Publication : L'actuariel 35 Janvier 2020

Alain Durré

Laure BERT

L’actuariel : La baisse des taux a rogné la rentabilité des banques…

Alain Durré : Honnêtement, de manière agrégée, ce n’est pas si évident que cela. Certes, les banques paient un intérêt sur leurs dépôts excédentaires auprès de la banque centrale et, si ce n’est pas répercuté sur leurs clients – comme c’est le cas dans la plupart des pays –, cela fait baisser leur profitabilité.

Mais d’un autre côté, le business model des banques est d’emprunter à court terme sur les marchés pour prêter à plus long terme à leurs clients. Donc ce qui importe avant tout est la pentification de la courbe des taux d’intérêt. Si cette pente est positive, les banques peuvent emprunter sur les marchés à taux d’intérêt bas (voire négatif) et prêter à leurs clients à un taux d’intérêt plus élevé et positif à long terme. Par ailleurs, les taux d’intérêt négatifs ont des implications comptables et fiscales. Pour une banque, percevoir un taux d’intérêt de 0,5 % sur ses dépôts (avec une inflation par exemple de +0,5 %) n’est pas pareil du point de vue fiscal que de payer un taux d’intérêt de -0,5 % (pour une inflation par exemple de -0,5 %). Dans le premier cas, la banque payera un impôt et dans l’autre elle accumulera un crédit d’impôt pour un rendement réel (nul) identique dans les deux cas !

Enfin, dans le cas plus spécifique de la zone euro, les banques peuvent faire des plus-values en vendant des actifs financiers à la BCE. De plus, phénomène plus récent, une grande partie des liquidités excédentaires est détenue par les asset managers et les compagnies d’assurances (non éligibles aux opérations de la BCE). Ces acteurs financiers non bancaires ne peuvent donc pas effectuer des dépôts directement à la BCE et sont obligés de passer par les banques, qui leur réclament au passage 5 points de base de frais en moyenne.

L’actuariel : Et du côté des compagnies d’assurances ? Nous avons assisté aux premières recapitalisations d’assureurs-vie. Faut-il craindre un effet domino ?
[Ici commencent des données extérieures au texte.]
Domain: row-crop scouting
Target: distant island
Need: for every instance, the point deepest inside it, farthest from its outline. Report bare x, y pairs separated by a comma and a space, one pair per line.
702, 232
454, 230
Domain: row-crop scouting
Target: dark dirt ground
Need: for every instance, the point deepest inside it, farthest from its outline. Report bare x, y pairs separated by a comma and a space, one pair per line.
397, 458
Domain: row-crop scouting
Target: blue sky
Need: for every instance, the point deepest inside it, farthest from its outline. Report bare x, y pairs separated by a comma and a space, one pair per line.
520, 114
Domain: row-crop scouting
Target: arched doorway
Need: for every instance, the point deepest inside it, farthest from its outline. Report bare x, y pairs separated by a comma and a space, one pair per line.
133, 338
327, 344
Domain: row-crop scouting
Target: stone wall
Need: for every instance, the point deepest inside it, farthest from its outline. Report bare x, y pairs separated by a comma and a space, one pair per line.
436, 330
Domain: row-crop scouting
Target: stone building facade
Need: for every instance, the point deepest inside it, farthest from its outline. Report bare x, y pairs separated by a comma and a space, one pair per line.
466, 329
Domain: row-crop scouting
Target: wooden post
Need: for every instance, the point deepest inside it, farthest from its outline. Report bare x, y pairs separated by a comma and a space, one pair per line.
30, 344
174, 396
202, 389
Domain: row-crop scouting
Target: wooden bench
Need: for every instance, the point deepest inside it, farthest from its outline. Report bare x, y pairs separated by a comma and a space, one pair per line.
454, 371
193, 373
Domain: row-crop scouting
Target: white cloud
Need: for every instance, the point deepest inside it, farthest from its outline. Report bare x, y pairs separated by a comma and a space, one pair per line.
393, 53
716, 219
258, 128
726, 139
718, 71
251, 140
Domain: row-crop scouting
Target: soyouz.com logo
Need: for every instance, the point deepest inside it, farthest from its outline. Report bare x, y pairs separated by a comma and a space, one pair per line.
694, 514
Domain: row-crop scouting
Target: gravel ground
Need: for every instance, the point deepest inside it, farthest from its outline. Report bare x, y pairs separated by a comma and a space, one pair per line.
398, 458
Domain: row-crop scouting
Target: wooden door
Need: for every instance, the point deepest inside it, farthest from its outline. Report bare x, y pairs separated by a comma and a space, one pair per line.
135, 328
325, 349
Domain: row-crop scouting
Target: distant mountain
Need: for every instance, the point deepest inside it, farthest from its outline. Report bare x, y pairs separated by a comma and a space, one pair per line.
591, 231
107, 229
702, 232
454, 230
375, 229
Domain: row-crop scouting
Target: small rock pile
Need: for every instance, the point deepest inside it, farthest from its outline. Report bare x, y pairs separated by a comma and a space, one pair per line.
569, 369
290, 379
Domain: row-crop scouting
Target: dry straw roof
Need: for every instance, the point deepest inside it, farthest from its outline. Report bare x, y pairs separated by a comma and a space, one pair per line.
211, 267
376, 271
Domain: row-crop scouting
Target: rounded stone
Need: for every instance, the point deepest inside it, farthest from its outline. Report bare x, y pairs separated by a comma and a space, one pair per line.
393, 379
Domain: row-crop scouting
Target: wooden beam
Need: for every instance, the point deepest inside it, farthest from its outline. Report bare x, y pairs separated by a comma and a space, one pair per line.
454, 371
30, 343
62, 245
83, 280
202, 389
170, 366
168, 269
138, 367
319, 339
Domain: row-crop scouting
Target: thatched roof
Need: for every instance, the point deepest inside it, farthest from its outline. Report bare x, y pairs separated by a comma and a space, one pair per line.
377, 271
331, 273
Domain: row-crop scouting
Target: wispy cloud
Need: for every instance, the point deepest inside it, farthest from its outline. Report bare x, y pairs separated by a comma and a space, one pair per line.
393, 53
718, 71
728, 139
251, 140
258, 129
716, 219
Alain Durré : Pas d’amalgame ici non plus. Il est d’abord nécessaire de distinguer la situation des compagnies d’assurance-vie des autres contrats d’assurance. Cela tient aux différences qui existent entre ces deux catégories au niveau de leur structure d’actifs et de passif. Par nature, les compagnies d’assurance-vie ont plus d’engagements à long terme (côté passif) et dans certains cas elles peuvent également garantir un rendement assez généreux (comme c’est encore le cas en Allemagne). Par conséquent, la duration du passif diffère et est généralement plus longue en assurance-vie que dans l’assurance non-vie.

L’environnement actuel de taux bas – et la prolongation de la période de taux d’intérêt négatifs – pèsera d’autant plus que la duration des engagements est longue et que le portefeuille d’actifs est majoritairement composé de titres financiers à court et à moyen terme. Cela place potentiellement les compagnies d’assurance-vie au centre des préoccupations. Les compagnies d’assurances non-vie, de par la composition de leur bilan, subissent un peu moins la baisse des taux d’intérêt, mais la subissent quand même.

Cela explique aujourd’hui la « quête de rendement » de la part des compagnies d’assurances, surtout dans l’assurance-vie, pour combler le manque à gagner lié au renouvellement du stock d’obligations à taux positifs élevés arrivant à maturité et devant être renouvelé par des actifs à rendement nettement plus faible, voire négatif. Nous en revenons donc au but inavoué du QE : encourager les réallocations de portefeuille vers des actifs plus risqués. Pas étonnant donc que, aujourd’hui, même des assureurs jusque-là très conservateurs dans leur stratégie d’investissement investissent un peu plus qu’avant en actions et dans l’immobilier, voire se posent la question d’augmenter leur exposition dans le private equity.